Comment Nextflix "plus shipping and handling?" (Score 1) 520

Media providers may start charging "ISP shipping and handling surcharges" to cover their actual costs (plus a "small" markup of course!) to customers of ISPs who insist on charging peering fees.

The alternative is to spread this cost across all customers (like most manufacturers do now), effectively having the customers who have ISPs with free peering subsidize the costs of those who don't.

Personally, I think "last-mile connectivity" and "wireless connectivity" should be billed on a per-unit-cost basis with some minimum monthly charge to cover "paperwork." ($X/GB for data, Y cents (or tenths of a cent) per minute per "classic" cell-phone call, Z cents (or tenths or hundredths of a a cent) per "classic" text, etc.) then allow multiple service providers (e.g. back-haul TCP/IP-data-providers, "classic" phone/text providers, specialized data providers like VoIP, latency-sensitive streaming service providers, etc.) to provide services up to the "neighborhood box" or the "provider-interface box closest to the cell tower" etc.

This way, if I wanted to get VoIP from Comcast, regular internet from Time Warner, and television services from AT&T, all over my local cell tower, I could. I'd pay basic connectivity-fees to the company that ran the tower and pay service-bills to the other companies. They wouldn't pay the tower owner anything, or if they did, it would be at a regulated fee designed to cover costs, not provide a profit to the tower owner. I'm the tower-owner's customer, not the data providers.

Comment THAT these things happen isn't the issue (Score 1) 166

"The simple equations here make it easier to understand that improbable things really are not so improbable," [emphasis added]

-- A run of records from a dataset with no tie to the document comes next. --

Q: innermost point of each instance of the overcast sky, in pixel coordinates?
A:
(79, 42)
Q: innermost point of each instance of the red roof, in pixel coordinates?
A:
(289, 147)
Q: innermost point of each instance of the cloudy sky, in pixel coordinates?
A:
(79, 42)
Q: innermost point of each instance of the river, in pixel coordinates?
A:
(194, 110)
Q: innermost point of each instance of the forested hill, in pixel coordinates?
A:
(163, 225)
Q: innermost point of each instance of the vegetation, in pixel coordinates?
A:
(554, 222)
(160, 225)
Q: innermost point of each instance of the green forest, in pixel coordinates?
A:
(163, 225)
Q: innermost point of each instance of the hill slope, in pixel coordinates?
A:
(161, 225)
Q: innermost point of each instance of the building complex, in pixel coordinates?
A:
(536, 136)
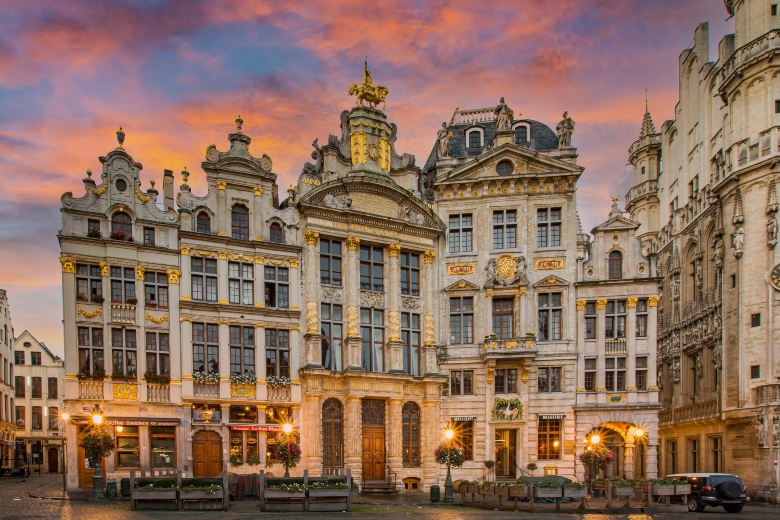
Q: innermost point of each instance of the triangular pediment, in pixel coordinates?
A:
(462, 285)
(524, 161)
(551, 280)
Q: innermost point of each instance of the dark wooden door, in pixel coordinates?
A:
(206, 454)
(54, 459)
(373, 453)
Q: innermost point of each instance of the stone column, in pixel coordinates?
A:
(631, 344)
(313, 338)
(601, 345)
(394, 357)
(352, 354)
(394, 435)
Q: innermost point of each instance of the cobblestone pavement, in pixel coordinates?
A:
(41, 498)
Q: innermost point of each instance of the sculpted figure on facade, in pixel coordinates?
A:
(565, 128)
(443, 140)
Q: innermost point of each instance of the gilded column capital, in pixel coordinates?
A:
(173, 276)
(353, 243)
(68, 265)
(311, 236)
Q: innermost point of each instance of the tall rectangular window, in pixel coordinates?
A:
(615, 374)
(371, 268)
(590, 374)
(591, 319)
(505, 381)
(242, 351)
(89, 282)
(549, 439)
(205, 348)
(277, 287)
(615, 322)
(330, 262)
(410, 337)
(123, 352)
(156, 290)
(548, 227)
(277, 352)
(549, 379)
(461, 233)
(461, 320)
(91, 350)
(641, 318)
(505, 229)
(158, 361)
(410, 274)
(332, 330)
(372, 334)
(204, 279)
(550, 316)
(464, 436)
(241, 283)
(122, 284)
(503, 322)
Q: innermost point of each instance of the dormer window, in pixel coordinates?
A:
(203, 223)
(276, 233)
(240, 222)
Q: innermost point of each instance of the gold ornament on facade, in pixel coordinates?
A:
(353, 243)
(94, 314)
(161, 319)
(173, 276)
(311, 237)
(68, 265)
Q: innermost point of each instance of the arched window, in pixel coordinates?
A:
(521, 135)
(411, 435)
(332, 434)
(240, 222)
(203, 223)
(121, 225)
(615, 265)
(276, 233)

Almost everyone who had birthday parties in school growing up knows SOME pair of kids with the same birthday. Anyone in America knows that "big lotteries" usually have at least a few winners a year. Helping people understand that such events happen isn't a big issue.

Helping them understand why they are expected to happen on the other hand....

Comment Either make an effort or drop it (Score 1) 467

For arrest warrants and fugitive investigations for people whose underlying crimes that have a statute of limitations, the police should have to either drop the charges when the statute of limitations would have run out, some point before that date, start making continuous, real (not merely "pro-forma") efforts to find and arrest the person, or at a minimum go to court every few months explaining why they don't have enough information pursue the person.

In other words, if the police want you, they can't be allowed to just put your file into a computer and forget about it forever. At some point, they either have to keep spending some effort on your case or drop it.

For cases where the underlying crime has no statute of limitations, like murder, this would not apply.

In most U.S. states, theft of a DVD is going to be a misdemeanor and in some states its a fine-only offense if the value of the DVD is very low. The statutes of limitations for such crimes are typically 7 years or less, depending on the state. In some states they are 3 years or less.